Stream HPC

DOI: Digital attachments for Scientific Papers

Ever saw a claim on a paper you disagreed with or got triggered by, and then wanted to reproduce the experiment? Good luck finding the code and the data used in the experiments.

When we want to redo experiments of papers, it starts with finding the code and data used. A good start is Github or the homepage of the scientist. Also Gitlab. Bitbucket, SourceForge or the personal homepage of one of the researchers could be a place to look. Emailing the authors is often only an option, if the university homepage mentions such option – we’re not surprised to get no reaction at all. If all that doesn’t work, then implementing the pseudo-code and creating own data might be the only option – not if that will support the claims.

So what if scientific papers had an easy way to connect to digital objects like code and data?

Here the DOI comes in.

DOI: Digital Object Identifier

A Digital Object Identifier (DOI) is a persistent identifier or handle used to uniquely identify objects, standardized by the International Organization for Standardization (ISO). Organisations which work with DOIs, provide a library where each entry is identified by unique ID. As the DOI is a url starting with http://dx.doi.org, it brings you directly to the sources.

The European organisation ILL is very happy with the results and is promoting its usage. See here the video they made:

(link)

Not only Europe is working more with DOIs. It’s a truly international organisation with users worldwide, from East to West.

Wait, DOI is not only for linking to the PDF?

Most usage of DOI is for a link to exactly the same PDF. And here is the current problem: the solution exists, but is not fully used.

These pages should have links to code and data too. The good part is that many websites like IEEE Xplore and ACM digital library already have the DOI on their papers, just missing the code and data.

How to share research data yourself?

Step 1: find a good license for code and data

Avoiding a situation where commercial companies run away with your code, a dual license is appropriate. It’s out of scope for this blog, so check Multi-license on Wikipedia to start searching what is best for your code. If you do want to commercialise your code, think of partnering with us and get in contact before publishing.

Step 2: get a DOI number

To add a DOI, there is much information found on the DOI website, including a handbook and a list of registrars. As it needs to be centrally administrated per institute or publisher, it’s best to look what your colleagues have done.

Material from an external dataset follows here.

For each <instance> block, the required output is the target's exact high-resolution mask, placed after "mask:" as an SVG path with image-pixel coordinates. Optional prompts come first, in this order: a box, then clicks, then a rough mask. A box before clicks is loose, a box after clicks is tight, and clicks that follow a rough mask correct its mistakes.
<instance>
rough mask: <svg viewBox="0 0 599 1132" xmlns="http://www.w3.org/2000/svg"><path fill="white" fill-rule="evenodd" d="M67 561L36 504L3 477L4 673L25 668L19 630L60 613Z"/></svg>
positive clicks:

Step 3: publish data and code

To add data and code, it’s important the links don’t disappear after a career switch. This is the hard part, as not all universities and institutes have a public repository for code and download-center for data. See for example what NASA Earthdata has put in place, but this will be different for many other organisations.

Step 4: Get more citations

Seeing is believing. In a time where the label “fake news” is often used, it is much more important to seriously support what you claim. It also helps in having others doing more benchmarks on different hardware, while citing your research.

While at it, why not update your past papers?